Substitute d for x, 1 for a, 2.25 for b, and -0.5625 for c to find the roots of the Equation (4).

$\begin{array}{c}d=\frac{-\left(2.25\right)\pm \sqrt{{\left(2.25\right)}^2-4\left(1\right)\left(-0.5625\right)}}{2\left(1\right)}\\ =\frac{-2.25\pm \sqrt{5.0625+2.25}}{2}\\ =\frac{-2.25\pm 2.704}{2}\\ =\frac{-2.25+2.704}{2}\text{or}\frac{-2.25-2.704}{2}\end{array}$

$\begin{array}{c}=0.227\text{m}\text{or}-\text{2}\text{.4771}\text{m}\\ =0.227\left(\frac{1,000\text{ mm}}{1\text{ m}}\right)\text{or}-\text{2}\text{.4771}\text{m}\left(\frac{1,000\text{ mm}}{1\text{ m}}\right)\\ =227\text{ mm or }-2477.1\text{ mm}\end{array}$

Therefore, the distance d to maximize the frequency of oscillation when the rod is given a small initial displacement is $\underset{\_}{227\text{mm}}$.

To determine

The corresponding period $\left({\tau }_n\right)$ of oscillation.

Answer to Problem 19.50P

The corresponding period $\left({\tau }_n\right)$ of oscillation is $\underset{\_}{1.352\sec }$.

Explanation of Solution

Given information:

The mass $\left(m_C\right)$ of the collar is 1 kg.

The mass $\left(m_R\right)$ of the rod AB is 3 kg.
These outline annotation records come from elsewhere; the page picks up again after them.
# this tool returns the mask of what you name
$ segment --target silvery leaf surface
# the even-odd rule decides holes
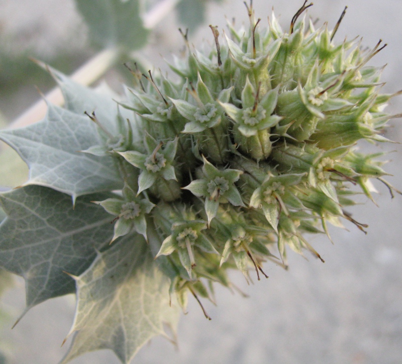
[[[3,130],[0,138],[28,165],[26,185],[50,187],[75,201],[82,195],[123,187],[115,158],[79,151],[102,143],[96,128],[85,115],[50,105],[43,120]]]
[[[113,236],[111,216],[91,200],[28,186],[0,196],[7,217],[0,224],[0,266],[26,281],[26,312],[49,298],[71,293],[78,275],[92,263],[96,249]]]
[[[110,349],[128,363],[151,338],[175,331],[177,307],[169,306],[170,280],[159,270],[142,235],[132,234],[99,253],[76,277],[76,331],[62,361],[85,352]]]

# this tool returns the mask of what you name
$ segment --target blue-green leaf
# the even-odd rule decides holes
[[[77,310],[70,333],[76,331],[66,363],[85,352],[110,349],[129,362],[150,339],[175,331],[177,308],[169,305],[169,280],[158,268],[145,239],[128,235],[99,253],[76,278]]]
[[[51,189],[26,186],[0,196],[8,217],[0,224],[0,266],[25,279],[26,312],[52,297],[74,291],[74,281],[89,266],[95,249],[113,236],[111,216],[90,200]]]
[[[118,46],[127,51],[146,44],[139,0],[75,0],[89,27],[92,39],[102,47]]]

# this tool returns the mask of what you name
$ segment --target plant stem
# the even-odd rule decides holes
[[[144,26],[152,29],[167,15],[179,3],[179,0],[162,0],[143,17]],[[88,85],[100,78],[113,67],[119,59],[118,48],[106,48],[101,51],[70,76],[73,80],[84,85]],[[9,126],[10,129],[27,126],[45,117],[47,103],[59,106],[64,103],[61,92],[55,87],[17,118]]]

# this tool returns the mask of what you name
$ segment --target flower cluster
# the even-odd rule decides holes
[[[143,142],[96,147],[137,170],[136,180],[125,176],[121,199],[98,203],[116,217],[114,239],[132,229],[146,239],[154,229],[155,258],[167,256],[183,306],[187,291],[210,297],[202,279],[230,286],[228,268],[248,280],[250,267],[265,275],[267,259],[286,266],[286,246],[321,259],[305,233],[328,234],[327,222],[342,219],[364,227],[344,210],[358,193],[351,186],[372,200],[370,179],[393,189],[380,154],[356,146],[386,141],[395,116],[383,111],[394,95],[379,93],[381,69],[367,65],[383,47],[335,44],[340,19],[333,31],[316,29],[298,21],[308,7],[286,33],[273,14],[264,29],[250,6],[249,27],[230,24],[223,40],[211,27],[207,53],[184,35],[187,55],[169,65],[174,81],[132,72],[123,105],[135,112]]]

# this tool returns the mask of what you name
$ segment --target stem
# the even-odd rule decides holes
[[[179,3],[179,0],[162,0],[143,17],[145,28],[152,29],[157,25]],[[117,47],[106,48],[96,54],[78,68],[70,78],[81,84],[90,85],[99,79],[119,59]],[[46,101],[45,101],[46,100]],[[55,87],[17,118],[9,126],[10,129],[21,128],[36,123],[45,117],[47,103],[58,106],[64,104],[63,95],[58,87]]]

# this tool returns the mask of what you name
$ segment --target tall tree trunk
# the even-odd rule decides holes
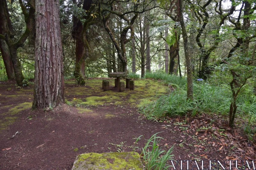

The length (L) of the rod AB is 750 mm.

The acceleration due to gravity (g) is $\text{9}\text{.81}{\text{m/s}}^{\text{2}}$.

Calculation:

Calculate the value of maximum natural circular frequency ${\omega }_n$:

Substitute 0.227 m for d in Equation (3)

$\begin{array}{l}{\omega }_n^2=\frac{9.81\left(1.125+d\right)}{0.5625+d^2}\\ {\omega }_n^2=\frac{9.81\left(1.125+\left(0.227\text{m}\right)\right)}{0.5625+{\left(0.227\text{m}\right)}^2}\\ {\omega }_n^2=\frac{13.26312}{0.614029}\\ {\omega }_n=\sqrt{21.6}\\ {\omega }_n=4.6476\text{rad}/\text{s}\end{array}$

Calculate the time period of oscillation $\left({\tau }_n\right)$ using the relation:

${\tau }_n=\frac{2\pi }{{\omega }_n}$

Substitute $4.6476\text{rad}/\text{s}$ for ${\omega }_n$.

$\begin{array}{c}{\tau }_n=\frac{2\pi }{4.6476\text{rad}/\text{s}}\\ =1.352\text{s}\end{array}$

Therefore, the corresponding period $\left({\tau }_n\right)$ of oscillation is $\underset{\_}{1.352\sec }$.